Ob das Übergangsgeld beim Krankengeld angerechnet wird, ist eine Frage mit hoher Bedeutung in der Praxis. Zwar beträgt der gesetzliche Anspruch auf Krankengeld in Deutschland bis zu 78 Wochen. Doch in der Sozialberatung des SoVD berichten die Menschen immer wieder von kleinen und großen Problemen rund um dieses große Thema. Besonders häufig ist die Aufforderung zur Reha durch die Krankenkasse.

Frau läuft allein durch einen Wald.

Was hat die Reha mit dem Krankengeld zu tun?

Die Zahlung von Krankengeld kommt die Kassen teuer zu stehen. Vor diesem Hintergrund haben die gesetzlichen Krankenkassen ein Interesse daran, die Versicherten an andere Sozialleistungsträger weiterzureichen. Beispielsweise an die gesetzliche Rentenversicherung oder zur Bundesagentur für Arbeit. Sobald eine andere Behörde in der Zahlungspflicht ist, muss die Kasse kein Krankengeld mehr zahlen.

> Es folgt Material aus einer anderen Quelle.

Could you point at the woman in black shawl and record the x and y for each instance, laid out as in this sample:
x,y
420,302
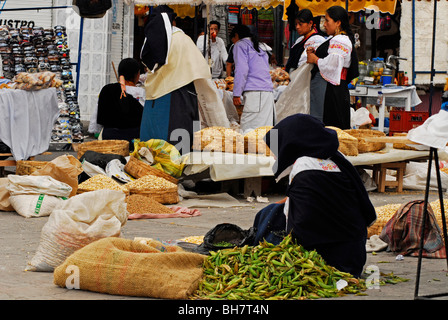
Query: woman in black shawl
x,y
327,206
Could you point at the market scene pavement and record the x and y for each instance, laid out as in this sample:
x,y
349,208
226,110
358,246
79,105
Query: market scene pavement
x,y
20,238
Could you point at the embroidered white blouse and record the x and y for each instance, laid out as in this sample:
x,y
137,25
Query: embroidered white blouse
x,y
339,52
308,163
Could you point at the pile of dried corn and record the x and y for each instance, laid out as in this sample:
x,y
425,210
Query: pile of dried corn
x,y
100,182
137,203
150,182
193,239
383,214
272,272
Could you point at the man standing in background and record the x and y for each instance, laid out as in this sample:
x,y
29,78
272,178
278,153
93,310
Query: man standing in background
x,y
218,50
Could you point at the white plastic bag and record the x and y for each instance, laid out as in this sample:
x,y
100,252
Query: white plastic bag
x,y
35,205
79,221
91,169
37,185
296,97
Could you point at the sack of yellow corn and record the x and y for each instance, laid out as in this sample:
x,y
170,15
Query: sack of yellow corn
x,y
100,182
131,268
385,213
160,189
218,139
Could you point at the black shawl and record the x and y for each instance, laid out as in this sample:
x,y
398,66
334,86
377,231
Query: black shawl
x,y
303,135
155,48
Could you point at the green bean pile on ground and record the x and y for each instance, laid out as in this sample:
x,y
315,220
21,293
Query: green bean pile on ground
x,y
272,272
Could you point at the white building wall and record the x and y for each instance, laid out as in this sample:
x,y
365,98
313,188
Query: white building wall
x,y
424,11
105,39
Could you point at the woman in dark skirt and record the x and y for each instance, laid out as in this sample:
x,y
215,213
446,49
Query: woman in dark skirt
x,y
338,64
327,206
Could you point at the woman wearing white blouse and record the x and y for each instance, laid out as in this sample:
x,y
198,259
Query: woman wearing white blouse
x,y
338,65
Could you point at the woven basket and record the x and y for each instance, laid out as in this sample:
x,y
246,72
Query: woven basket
x,y
170,196
138,169
120,147
26,167
367,146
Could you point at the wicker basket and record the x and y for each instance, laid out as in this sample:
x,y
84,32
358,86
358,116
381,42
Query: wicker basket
x,y
138,169
120,147
170,196
367,146
26,167
219,139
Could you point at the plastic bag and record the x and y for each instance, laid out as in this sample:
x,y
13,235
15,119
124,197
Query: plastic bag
x,y
226,235
5,204
79,221
296,97
65,168
101,159
166,157
37,185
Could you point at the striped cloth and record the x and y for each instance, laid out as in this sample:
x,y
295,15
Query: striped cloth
x,y
403,232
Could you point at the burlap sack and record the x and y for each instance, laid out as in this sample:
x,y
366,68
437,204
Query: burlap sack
x,y
65,168
131,268
5,204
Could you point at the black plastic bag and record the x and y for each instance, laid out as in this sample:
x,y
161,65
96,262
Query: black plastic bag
x,y
101,159
225,235
91,8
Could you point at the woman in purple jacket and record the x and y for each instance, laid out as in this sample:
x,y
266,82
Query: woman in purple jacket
x,y
252,80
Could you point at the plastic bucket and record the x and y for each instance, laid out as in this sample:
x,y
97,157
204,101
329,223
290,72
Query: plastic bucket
x,y
386,79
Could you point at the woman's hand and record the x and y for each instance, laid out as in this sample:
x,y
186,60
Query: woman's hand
x,y
237,101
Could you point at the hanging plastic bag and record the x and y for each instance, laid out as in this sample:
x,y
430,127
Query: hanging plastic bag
x,y
296,97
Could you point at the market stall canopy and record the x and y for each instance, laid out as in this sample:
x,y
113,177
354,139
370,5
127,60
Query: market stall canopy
x,y
185,7
318,7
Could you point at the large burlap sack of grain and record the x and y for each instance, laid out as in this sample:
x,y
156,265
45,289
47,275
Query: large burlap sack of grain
x,y
65,168
131,268
5,204
80,220
35,205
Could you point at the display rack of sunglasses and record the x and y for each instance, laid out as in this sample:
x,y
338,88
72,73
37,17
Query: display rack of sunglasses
x,y
40,49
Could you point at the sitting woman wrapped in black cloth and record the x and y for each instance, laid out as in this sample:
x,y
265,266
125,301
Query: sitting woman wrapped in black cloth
x,y
327,206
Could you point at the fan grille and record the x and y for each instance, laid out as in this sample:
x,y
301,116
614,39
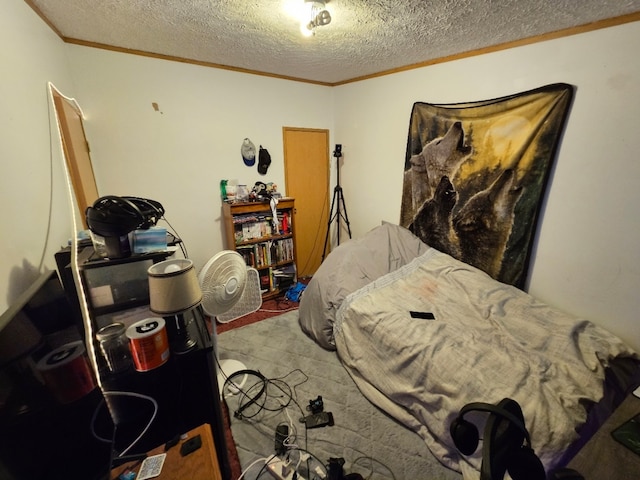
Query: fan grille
x,y
222,280
250,301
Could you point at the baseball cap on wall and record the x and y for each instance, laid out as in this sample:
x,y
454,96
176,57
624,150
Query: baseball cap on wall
x,y
264,160
248,151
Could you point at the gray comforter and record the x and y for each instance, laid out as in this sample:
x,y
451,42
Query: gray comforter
x,y
488,341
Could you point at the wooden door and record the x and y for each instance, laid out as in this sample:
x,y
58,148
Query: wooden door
x,y
76,152
306,166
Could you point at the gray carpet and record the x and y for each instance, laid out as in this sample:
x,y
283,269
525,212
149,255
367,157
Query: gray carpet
x,y
370,442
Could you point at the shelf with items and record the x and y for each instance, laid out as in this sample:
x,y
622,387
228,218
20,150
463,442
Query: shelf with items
x,y
265,244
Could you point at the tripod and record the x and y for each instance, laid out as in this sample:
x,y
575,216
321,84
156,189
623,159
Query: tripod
x,y
337,203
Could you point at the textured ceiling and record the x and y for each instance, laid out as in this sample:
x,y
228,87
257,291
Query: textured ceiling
x,y
365,37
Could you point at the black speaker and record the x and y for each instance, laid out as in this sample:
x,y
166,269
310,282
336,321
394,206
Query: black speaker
x,y
506,443
113,216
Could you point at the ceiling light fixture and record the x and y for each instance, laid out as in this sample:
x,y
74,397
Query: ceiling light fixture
x,y
314,15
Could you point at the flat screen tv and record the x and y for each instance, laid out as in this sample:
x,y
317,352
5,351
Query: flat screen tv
x,y
52,421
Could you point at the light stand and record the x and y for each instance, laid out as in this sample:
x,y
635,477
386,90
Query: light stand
x,y
337,203
173,292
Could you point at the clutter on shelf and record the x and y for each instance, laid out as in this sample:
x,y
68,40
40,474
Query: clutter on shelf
x,y
240,193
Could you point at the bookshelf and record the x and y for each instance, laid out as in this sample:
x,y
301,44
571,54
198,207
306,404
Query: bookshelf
x,y
265,245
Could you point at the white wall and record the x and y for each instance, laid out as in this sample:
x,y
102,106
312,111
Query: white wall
x,y
178,154
35,214
587,259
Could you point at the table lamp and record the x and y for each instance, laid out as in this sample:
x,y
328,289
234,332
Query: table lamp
x,y
173,291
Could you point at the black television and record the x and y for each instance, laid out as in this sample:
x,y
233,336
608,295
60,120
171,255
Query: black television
x,y
53,424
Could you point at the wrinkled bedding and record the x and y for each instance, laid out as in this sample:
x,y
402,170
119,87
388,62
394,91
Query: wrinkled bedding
x,y
488,341
349,267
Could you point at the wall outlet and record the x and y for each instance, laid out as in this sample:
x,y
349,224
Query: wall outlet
x,y
281,470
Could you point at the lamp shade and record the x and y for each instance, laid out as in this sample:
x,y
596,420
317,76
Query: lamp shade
x,y
173,287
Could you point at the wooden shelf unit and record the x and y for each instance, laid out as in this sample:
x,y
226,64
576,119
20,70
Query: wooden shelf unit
x,y
249,230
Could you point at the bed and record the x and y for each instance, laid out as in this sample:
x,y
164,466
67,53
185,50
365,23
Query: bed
x,y
487,341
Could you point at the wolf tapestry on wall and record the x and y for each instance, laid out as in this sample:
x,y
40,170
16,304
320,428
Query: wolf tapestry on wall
x,y
475,175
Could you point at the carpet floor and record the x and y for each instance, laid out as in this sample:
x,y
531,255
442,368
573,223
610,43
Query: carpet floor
x,y
298,371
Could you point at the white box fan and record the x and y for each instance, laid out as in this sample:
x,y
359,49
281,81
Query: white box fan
x,y
230,290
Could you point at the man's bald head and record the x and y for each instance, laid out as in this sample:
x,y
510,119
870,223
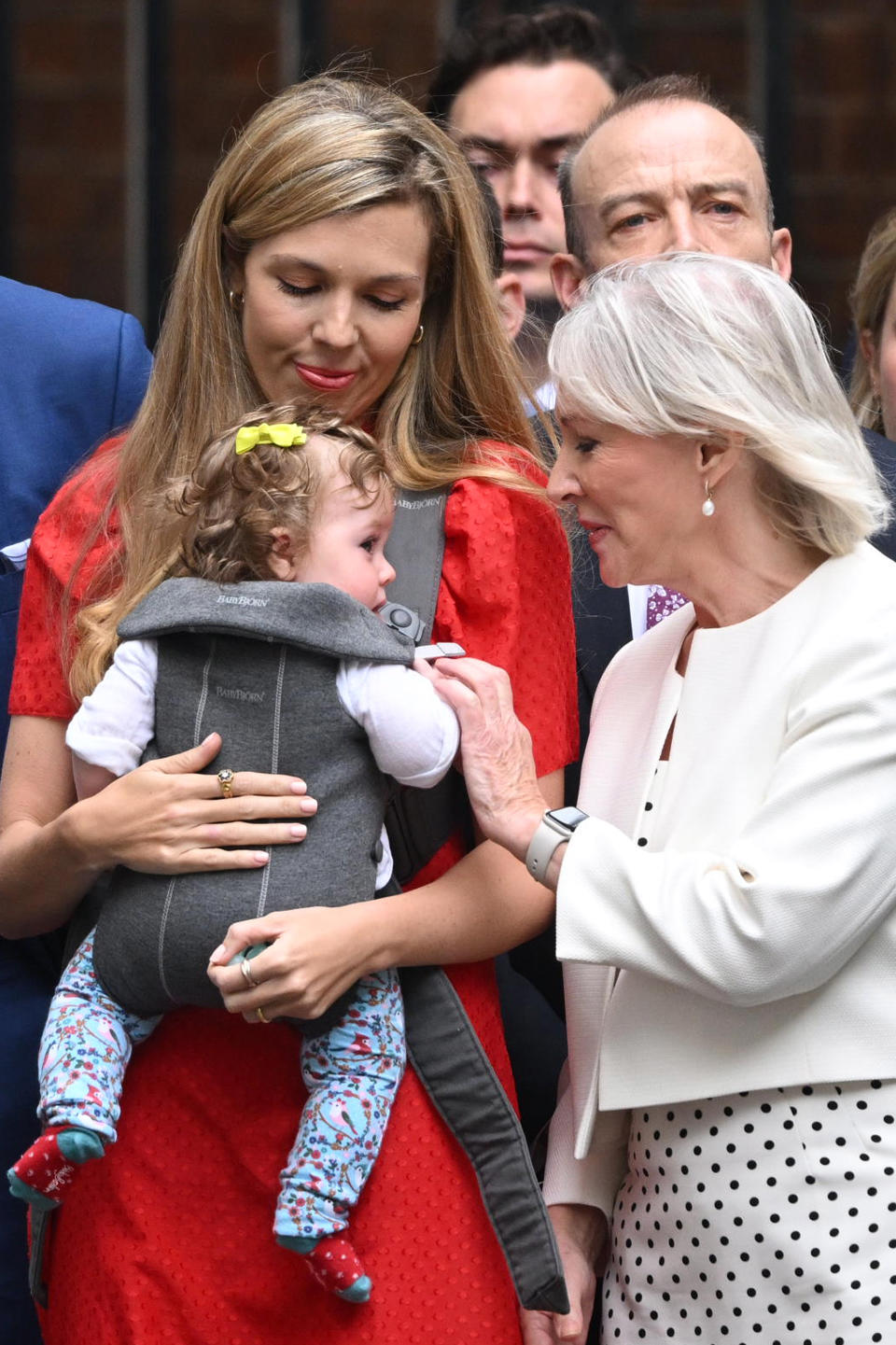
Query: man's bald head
x,y
666,168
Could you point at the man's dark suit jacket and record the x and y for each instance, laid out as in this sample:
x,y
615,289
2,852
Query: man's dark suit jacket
x,y
70,372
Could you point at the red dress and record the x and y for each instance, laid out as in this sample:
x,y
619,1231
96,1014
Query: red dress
x,y
168,1239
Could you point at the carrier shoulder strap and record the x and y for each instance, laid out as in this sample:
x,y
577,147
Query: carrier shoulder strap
x,y
441,1043
416,548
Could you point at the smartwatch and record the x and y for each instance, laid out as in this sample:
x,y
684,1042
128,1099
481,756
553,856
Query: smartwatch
x,y
554,827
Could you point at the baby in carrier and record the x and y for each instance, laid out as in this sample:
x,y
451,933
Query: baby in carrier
x,y
295,676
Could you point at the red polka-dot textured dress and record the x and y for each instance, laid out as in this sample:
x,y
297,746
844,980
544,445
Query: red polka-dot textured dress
x,y
168,1239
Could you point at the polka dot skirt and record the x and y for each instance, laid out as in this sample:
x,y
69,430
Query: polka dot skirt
x,y
761,1217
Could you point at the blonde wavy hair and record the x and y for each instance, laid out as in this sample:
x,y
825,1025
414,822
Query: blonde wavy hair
x,y
706,346
327,147
868,301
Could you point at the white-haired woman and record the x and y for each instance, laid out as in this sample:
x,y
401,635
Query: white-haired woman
x,y
727,897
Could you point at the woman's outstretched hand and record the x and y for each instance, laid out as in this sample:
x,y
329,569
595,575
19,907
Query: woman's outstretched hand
x,y
496,750
581,1239
167,818
314,955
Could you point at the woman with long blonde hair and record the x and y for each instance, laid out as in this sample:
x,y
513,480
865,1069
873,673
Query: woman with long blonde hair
x,y
337,257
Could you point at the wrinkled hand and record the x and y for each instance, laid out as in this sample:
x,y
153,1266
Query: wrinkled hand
x,y
496,750
581,1239
166,818
314,955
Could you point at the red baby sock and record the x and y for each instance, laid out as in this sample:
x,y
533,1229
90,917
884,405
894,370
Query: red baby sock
x,y
46,1170
335,1265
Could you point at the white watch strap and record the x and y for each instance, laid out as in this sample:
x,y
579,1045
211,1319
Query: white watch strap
x,y
542,845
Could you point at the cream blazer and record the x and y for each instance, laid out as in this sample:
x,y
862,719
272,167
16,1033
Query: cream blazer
x,y
752,943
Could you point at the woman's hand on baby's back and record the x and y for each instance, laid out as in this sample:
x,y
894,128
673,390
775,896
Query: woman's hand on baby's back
x,y
168,818
314,955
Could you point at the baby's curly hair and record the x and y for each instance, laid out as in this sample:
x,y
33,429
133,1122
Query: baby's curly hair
x,y
231,502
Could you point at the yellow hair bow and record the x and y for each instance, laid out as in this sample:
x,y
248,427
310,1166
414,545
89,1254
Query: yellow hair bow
x,y
284,436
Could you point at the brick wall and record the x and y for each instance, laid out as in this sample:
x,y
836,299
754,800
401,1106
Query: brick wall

Eine sehr häufige Methode, diesem Ziel näher zu kommen, ist daher die Reha. Ihre Krankenversicherung darf Sie zu einem Reha-Antrag auffordern. In der Reha-Klinik soll dann innerhalb von meist drei Wochen überprüft werden, wie es um Ihre Arbeitsfähigkeit bestellt ist. Obwohl Ihre Krankenkasse den Stein ins Rollen bringt, wird die Reha von einer anderen Behörde erbracht. Hier ist normalerweise die gesetzliche Rentenversicherung zuständig.

Warum ist der Krankenkasse die Reha so wichtig?

Am Ende Ihrer Reha bekommen Sie einen medizinischen Abschlussbericht. Darin ist unter anderem festgehalten, wie sich Ihre gesundheitlichen Probleme auf Alltag und Berufsleben auswirken. Noch wichtiger ist jedoch die Prognose. In solch einem Abschlussbericht kann zum Beispiel stehen, dass Sie jetzt und auch noch längere Zeit arbeitsunfähig sein werden. Wenn dieser Zustand als dauerhaft bezeichnet wird – also länger als sechs Monate – wird Ihr Reha-Antrag in einen Antrag zur Erwerbsminderungsrente umgewandelt.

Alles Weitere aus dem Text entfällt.